My favorite has always been Ryokan, who was known as a rebellious monk, poet and calligrapher. He walked away from the Zen priesthood to wander, write poems and be rebellious. He wrote the following words from his simple hut…
At an overgrown cottage I found the restful life of a recluse. I have lived alone, turning to songbirds for music, and for my friends I have white clouds rising from the sky
His words could be my own after six months of living alone on top of a mountain, learning the songs of the birds that come to my porch every day, and watching the clouds rise across the mountains as the rainy season unfolds.
This week I find myself once again on the road. Packing up my handful of worldly possessions and putting them back in my bag. Such is the life of a nomad, this journey I have somehow found myself on, this path of the soul. Another season has passed…two in fact. These past six months I have enjoyed a life of quiet and solitude amidst nature living on top of a mountain during the dry season in Boquete, Panama. It has been a time for writing, time in nature, processing my own coffee and learning to live simply.
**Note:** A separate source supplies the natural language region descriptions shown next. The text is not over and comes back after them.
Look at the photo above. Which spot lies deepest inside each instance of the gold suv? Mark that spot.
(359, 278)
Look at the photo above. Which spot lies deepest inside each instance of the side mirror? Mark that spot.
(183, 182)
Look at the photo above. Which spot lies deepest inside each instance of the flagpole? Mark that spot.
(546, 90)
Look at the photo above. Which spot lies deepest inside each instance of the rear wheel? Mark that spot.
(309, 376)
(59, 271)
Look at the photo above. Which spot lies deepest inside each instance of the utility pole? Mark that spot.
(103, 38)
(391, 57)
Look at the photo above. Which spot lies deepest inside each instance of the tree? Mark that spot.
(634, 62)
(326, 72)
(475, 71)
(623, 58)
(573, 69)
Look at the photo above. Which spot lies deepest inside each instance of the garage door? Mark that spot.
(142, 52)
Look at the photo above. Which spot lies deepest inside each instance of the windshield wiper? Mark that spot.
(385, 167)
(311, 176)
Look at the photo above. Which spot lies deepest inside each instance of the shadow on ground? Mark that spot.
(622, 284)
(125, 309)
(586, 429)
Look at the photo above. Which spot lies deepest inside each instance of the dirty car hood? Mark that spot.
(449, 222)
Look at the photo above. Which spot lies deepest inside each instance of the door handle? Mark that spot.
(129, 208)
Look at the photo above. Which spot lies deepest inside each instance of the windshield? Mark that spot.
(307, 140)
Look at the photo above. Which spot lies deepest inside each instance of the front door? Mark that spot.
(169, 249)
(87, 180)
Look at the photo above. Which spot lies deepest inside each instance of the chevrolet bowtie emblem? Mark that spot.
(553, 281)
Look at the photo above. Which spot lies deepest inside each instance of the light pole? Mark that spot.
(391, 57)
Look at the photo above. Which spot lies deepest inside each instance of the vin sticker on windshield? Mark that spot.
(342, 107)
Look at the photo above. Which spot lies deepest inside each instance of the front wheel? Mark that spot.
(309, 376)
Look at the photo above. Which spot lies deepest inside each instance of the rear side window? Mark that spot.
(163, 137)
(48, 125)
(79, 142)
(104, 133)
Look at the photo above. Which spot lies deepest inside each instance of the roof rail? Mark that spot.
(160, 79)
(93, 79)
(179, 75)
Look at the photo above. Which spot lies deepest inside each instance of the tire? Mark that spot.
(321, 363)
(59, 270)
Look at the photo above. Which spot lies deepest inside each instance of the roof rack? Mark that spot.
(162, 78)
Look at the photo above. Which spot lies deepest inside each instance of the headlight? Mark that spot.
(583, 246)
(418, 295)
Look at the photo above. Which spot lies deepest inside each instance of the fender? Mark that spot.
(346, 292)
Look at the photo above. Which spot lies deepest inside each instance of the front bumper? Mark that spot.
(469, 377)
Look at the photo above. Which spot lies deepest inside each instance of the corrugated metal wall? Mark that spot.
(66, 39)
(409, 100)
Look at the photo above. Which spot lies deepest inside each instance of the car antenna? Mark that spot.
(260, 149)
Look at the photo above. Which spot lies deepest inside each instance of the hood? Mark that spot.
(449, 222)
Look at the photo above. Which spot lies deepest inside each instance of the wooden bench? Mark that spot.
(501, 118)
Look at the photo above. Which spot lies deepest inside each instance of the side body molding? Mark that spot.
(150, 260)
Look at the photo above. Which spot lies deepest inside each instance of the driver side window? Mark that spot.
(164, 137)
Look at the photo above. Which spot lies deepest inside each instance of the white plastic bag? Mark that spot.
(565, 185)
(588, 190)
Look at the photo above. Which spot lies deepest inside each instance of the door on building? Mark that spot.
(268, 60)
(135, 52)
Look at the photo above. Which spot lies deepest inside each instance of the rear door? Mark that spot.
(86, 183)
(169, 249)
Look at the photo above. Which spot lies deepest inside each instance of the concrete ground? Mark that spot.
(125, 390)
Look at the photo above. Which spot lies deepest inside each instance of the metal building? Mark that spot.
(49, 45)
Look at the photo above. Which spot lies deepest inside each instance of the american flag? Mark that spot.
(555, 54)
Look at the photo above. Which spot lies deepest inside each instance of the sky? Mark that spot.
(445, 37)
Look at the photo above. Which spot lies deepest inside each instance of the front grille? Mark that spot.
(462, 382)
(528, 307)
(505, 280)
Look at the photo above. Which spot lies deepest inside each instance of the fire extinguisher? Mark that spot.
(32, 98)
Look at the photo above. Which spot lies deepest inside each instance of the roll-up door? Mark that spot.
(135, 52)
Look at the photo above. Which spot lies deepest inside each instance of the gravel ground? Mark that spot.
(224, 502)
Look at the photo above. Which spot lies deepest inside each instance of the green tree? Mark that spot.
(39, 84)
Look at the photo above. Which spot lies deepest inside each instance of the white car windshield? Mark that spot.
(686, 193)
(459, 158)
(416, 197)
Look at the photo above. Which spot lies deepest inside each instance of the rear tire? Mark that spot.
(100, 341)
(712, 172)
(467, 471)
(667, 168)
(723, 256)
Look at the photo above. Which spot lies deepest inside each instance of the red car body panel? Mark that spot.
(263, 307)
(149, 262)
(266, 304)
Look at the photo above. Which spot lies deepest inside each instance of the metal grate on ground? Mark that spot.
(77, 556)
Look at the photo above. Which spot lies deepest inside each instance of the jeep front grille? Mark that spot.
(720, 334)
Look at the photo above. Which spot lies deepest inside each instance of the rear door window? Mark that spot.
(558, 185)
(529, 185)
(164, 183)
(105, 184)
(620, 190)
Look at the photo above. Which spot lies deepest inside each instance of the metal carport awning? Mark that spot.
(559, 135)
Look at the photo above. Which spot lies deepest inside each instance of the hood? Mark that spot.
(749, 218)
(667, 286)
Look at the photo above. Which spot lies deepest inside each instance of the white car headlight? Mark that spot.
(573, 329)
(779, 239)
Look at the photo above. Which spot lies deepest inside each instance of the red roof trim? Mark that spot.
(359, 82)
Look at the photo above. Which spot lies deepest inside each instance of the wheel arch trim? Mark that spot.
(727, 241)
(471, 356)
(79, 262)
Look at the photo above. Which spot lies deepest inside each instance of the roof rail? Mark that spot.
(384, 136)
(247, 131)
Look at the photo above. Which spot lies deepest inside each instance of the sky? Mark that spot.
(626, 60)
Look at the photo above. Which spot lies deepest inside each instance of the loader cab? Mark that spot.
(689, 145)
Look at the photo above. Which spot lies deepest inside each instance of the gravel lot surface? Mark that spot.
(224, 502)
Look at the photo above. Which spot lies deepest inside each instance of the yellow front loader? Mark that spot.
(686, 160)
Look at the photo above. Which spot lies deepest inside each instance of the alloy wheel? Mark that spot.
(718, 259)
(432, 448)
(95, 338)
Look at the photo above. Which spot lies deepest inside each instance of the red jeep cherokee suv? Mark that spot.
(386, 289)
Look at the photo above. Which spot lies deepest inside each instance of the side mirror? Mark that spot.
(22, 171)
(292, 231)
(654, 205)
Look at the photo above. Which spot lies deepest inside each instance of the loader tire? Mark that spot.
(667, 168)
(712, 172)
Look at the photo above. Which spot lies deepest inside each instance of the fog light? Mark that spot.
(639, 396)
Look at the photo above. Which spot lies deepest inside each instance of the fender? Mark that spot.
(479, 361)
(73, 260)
Life seems to be a continual reminder that everything falls away and nothing remains the same. Each day is an opportunity and an invitation to begin again. My visa in Panama has provided a home for six months, a generous visa compared to most. So in just a few days I will be on a Tica bus traveling over potholed dirt roads through the jungle back to beautiful Costa Rica. I am looking forward to those food stops with empanadas and candy in remote towns along the route.
One of the richest rewards of traveling over the years has been the lifelong friends who have found their way to me in various places around the world. Like my friend in Norway whom I met at age 18 and still correspond with regularly, or the beautiful couple in S.Korea who made me part of their family after my very first day in Seoul, and my friends and teachers who will always be waiting in Kyoto, Japan. It is truly a gift to be welcomed back by good friends as I make my way back to Costa Rica, a place I have always loved, for the months of May and June.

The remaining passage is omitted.